On May 20, the U.S. Department of Justice issued a directive granting a “permanent” exemption from tax recovery efforts against President Donald Trump, his family members, and his businesses. The one-page document, signed by Acting Attorney General Todd Blanche, explicitly states that authorities are “permanently prohibited” from prosecuting or pursuing any related tax claims.
The move comes one day after President Trump agreed to settle a $10 billion lawsuit against the Internal Revenue Service (IRS) over the leak of his tax information to media outlets between 2018 and 2020. As part of the agreement, the Trump administration also established a $1.776 billion “Anti-Weaponization Fund” to compensate individuals who claim they are victims of politically motivated prosecutions.
Democratic Representative Adam Schiff of California denounced the directive as corrupt and “self-serving.” On social media, Schiff said: “A tax-dodging president just gave himself and his family a tax cut thanks to Todd Blanche.”
Richard Painter, a former White House ethics lawyer under President George W. Bush, argued that exempting Trump from tax obligations is unconstitutional.
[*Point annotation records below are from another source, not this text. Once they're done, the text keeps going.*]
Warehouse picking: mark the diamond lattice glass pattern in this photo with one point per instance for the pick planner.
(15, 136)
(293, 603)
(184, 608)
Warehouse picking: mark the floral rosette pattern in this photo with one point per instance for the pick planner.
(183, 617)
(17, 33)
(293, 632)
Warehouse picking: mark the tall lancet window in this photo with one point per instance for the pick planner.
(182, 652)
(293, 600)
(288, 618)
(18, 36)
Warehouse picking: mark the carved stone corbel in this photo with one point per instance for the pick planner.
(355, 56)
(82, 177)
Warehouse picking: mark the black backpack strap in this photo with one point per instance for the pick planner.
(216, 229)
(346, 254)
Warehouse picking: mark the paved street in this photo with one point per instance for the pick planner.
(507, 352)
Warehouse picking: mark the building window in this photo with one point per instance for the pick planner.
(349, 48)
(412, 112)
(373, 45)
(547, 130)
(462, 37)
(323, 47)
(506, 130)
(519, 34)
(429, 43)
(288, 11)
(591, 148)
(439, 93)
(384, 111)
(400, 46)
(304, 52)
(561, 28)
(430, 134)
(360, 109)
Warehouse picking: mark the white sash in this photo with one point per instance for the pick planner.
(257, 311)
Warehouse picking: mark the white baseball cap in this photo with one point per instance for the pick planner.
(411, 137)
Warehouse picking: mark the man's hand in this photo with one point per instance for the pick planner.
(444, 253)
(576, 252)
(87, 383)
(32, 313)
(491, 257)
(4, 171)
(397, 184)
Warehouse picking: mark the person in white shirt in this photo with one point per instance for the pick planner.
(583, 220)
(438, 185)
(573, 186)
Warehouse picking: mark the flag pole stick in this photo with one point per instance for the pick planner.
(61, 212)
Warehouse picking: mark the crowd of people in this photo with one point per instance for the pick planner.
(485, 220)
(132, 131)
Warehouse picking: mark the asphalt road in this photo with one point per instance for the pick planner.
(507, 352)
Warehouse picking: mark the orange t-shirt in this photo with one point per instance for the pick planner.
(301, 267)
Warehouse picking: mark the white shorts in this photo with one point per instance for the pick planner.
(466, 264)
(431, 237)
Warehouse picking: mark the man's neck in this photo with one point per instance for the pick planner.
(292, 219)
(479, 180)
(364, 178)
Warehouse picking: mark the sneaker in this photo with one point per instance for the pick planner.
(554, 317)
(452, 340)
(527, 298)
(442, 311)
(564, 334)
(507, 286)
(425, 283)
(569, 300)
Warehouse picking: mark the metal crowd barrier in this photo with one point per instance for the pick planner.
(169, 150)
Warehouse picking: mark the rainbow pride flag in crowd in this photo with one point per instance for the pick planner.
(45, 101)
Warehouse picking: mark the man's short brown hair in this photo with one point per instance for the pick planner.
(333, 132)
Painter told Al Jazeera: “If the president or his family owes money to the IRS, this violates the emoluments clause of the U.S. Constitution, which says the president cannot receive any profit or advantage from the government beyond the salary set by Congress.”
The distribution of funds from the $1.776 billion pot will be overseen by a five-member committee, four of whom will be directly appointed by Blanche—a Trump appointee and former personal attorney. During heated exchanges with lawmakers the same day, Blanche denied that Trump directed him to establish the fund or that the fund would be used in a partisan manner. “Any person in this country is eligible to apply if they believe they are a victim of weaponization,” Blanche said.
The Justice Department and the Trump Organization did not respond to requests for comment.